Allah’a düşman olan, insanın dostu olabilir mi ne güzel söylemiş Sezai Karakoç! Sen kalk Allah’ın senden istediklerini, sana yüklediği sorumlulukları yapma, sonra kendi hemcinsine dost ol, dost kal çıkarlar çerçevesinde!
Seni yediren içiren, senin için dünya dolusu nimet yaratan Rabbin için, kılını kıpırdatma dünya için harıl harıl çalış, sorumluluklarını ibadetlerini ve iyiliklerini ertele, ötele.
Yapılacaklar listesinde Onun rızasını ikinci safhaya, üçüncüye hatta en son safhaya koy, sonra insan insana dosttur de menfaatler dahilinde…
***
Allah’ı sevmek onu tanımak üzerine yazalım bugün! Her şey onunla diridir diyelim evvela! İnsan Allah’a olan inancını, güvenini yitirmişse ölüdür, ruhu karanlık dehlizlerde boğulmuştur zaten! Buradaki bahsettiğimiz ruhun ölümü onun kökten yok oluşu değil, varoluş hikmetinden habersiz oluşu, dünyalıklara dalması, uzak kalışıdır! Gönül aynasında Rabbini göremeyişi, gözüne çarpan her bir nimeti hissetmeyişi…
Zulümün, adaletsizliğin kapladığı yeryüzünde, ”Ben insanı bir diriliş eri olarak görüyorum der Sezai Karakoç! Ruhumuz hep bir iç savaş içerisindeyken, uyanık(diri) olan ile uyuyan, gaflete dalan aynı mıdır!
Hem Rabbi ile hemhâl olmayan nasıl dirilir? Kendini bulamayan, insana değer veremeyen Rabbini nasıl tanır nasıl sever? Hayatta en yüksek makam Allah’a kul olmak değil midir?

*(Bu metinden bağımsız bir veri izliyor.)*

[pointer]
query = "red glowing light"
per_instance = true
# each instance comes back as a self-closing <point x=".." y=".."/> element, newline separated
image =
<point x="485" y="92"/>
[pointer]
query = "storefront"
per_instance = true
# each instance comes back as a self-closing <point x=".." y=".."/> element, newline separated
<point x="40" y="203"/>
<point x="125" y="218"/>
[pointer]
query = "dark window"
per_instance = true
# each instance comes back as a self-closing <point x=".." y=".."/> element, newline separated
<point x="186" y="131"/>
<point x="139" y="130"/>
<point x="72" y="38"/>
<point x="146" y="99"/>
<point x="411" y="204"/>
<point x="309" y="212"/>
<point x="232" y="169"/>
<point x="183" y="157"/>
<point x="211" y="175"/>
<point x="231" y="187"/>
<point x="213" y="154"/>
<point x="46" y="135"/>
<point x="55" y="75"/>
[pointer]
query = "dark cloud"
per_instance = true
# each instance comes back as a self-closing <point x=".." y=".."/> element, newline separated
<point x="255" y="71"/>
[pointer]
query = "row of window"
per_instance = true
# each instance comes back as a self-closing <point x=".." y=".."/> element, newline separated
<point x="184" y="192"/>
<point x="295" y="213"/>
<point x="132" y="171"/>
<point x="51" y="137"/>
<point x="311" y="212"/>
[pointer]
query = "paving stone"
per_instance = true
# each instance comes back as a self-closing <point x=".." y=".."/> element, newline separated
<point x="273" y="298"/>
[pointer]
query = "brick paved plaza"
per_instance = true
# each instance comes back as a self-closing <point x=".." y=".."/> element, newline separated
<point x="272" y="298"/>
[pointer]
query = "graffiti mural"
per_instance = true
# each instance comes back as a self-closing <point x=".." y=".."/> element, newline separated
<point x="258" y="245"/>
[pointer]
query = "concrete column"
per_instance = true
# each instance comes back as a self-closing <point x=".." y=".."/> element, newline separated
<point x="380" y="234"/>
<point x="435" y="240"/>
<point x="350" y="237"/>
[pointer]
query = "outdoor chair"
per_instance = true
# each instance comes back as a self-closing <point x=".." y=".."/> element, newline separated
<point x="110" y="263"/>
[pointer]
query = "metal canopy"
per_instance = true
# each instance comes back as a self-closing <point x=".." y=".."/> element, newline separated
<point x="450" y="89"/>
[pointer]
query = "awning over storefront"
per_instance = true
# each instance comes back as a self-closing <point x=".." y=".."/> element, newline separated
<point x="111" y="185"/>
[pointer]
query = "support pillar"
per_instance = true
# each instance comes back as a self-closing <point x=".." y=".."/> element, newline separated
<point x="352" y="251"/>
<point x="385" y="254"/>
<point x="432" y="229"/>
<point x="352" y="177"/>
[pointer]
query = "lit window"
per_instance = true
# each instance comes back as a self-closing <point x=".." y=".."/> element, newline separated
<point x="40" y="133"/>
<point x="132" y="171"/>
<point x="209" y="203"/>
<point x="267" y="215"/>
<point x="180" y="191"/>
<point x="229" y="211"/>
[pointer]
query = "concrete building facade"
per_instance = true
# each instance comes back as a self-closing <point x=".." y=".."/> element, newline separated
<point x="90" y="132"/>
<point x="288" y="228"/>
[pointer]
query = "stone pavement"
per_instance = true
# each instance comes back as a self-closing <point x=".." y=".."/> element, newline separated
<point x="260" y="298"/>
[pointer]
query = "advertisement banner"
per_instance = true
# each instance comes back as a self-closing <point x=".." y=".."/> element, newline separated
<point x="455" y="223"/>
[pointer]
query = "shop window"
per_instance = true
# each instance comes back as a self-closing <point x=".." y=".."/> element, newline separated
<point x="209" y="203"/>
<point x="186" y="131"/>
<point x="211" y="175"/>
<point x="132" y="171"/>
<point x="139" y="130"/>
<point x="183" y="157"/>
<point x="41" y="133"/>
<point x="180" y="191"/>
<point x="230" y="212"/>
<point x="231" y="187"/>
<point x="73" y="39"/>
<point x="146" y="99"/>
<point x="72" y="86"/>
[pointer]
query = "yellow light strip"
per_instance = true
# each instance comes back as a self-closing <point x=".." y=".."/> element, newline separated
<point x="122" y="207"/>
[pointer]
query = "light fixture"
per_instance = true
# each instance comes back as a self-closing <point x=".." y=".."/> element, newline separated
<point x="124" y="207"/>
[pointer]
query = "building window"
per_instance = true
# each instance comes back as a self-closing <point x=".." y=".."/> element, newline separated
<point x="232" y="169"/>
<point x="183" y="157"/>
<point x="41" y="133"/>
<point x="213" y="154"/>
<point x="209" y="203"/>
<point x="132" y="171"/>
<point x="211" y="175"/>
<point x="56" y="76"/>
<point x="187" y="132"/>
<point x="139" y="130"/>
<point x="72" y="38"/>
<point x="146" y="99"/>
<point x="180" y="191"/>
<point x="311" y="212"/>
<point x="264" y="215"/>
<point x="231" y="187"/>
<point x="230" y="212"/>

Yoksa ne anlamımız kalır dağlardan, taşlardan, hayvanlardan ki onlar bile zikreder Allah’ı!
***
İnsan olmakla şereflenmişiz, oku emrini dikkate almayacaksak, namazdan oruçtan bihaber yaşayacaksak; elimizle, dilimizle yüreğimizle insan olmanın, insani değerlerin hakkını veremeyeceksek, ne farkımız kalır şeytandan…
Karanlık ruhumuz İslam güneşi ile aydınlanmazsa, sırtımızı Allah ‘a inanarak, tam bir teslimiyetle dayamayacaksak nasıl çıkarız içinde bulunduğumuz asrın girdaplardan, yıkıntılarından…
İnsan, her cümlenin başında şehadet ile Allah’a olan inancını yenilemeli, tazelemeli! Allah’ın emanet ettiği hayatı ve ömrü Onun dinine ve yoluna feda etmedikten sonra ne anlamı kalır şehadetin! Bankalara, kredi kartlarına değil, Allah’a güvenmeli! Yoksa içinde bulunduğu çağın, her izlediği savaş-ölüm, zam-kıtlık haberlerin karşısında nasıl diri durabilir!
***
Armağan olarak verilen dünyaya, şükreden de insandır, boğulan, ceza çeken de! İnsan olmanın şifresini iyi bilmek lazım!
Asrın sıkıntılarından kurtulmak için, insanın dirilmesi için diri olana, yani Hayy ve Kayyum olana sığınması gerekmez mi!
Benliliğinden, vesveselerinden sıyrılarak, Amentü sularında tekrar tekrar yıkanarak, tahiyyatla Rabbi ile konuşarak arınır, huzur bulur!
***
Hani diyordu ya ayeti kübrada; Onlar iman eden ve kalpleri daima Allah’ı hatırlayıp anmakla doygunluk ve huzura eren kimselerdir! Haberiniz olsun ki kalpler ancak Allah’ı hatırlayıp anmakla doygunluk Ve huzura erer(Rad/28)Diğerleri hep ömre zarar, ömre ziyan!
SON SÖZ
Böylelikle; Allah’ı seven, Onu tanıyan, tanıdıkça zikreden insan, ne başına gelene ne elinden gidene, verilen ya da verilmeyen hiçbir şey için üzülmez. Bir yolcu, bir misafir olduğunu da asla unutmaz, vesselam! Muhsine bir kul.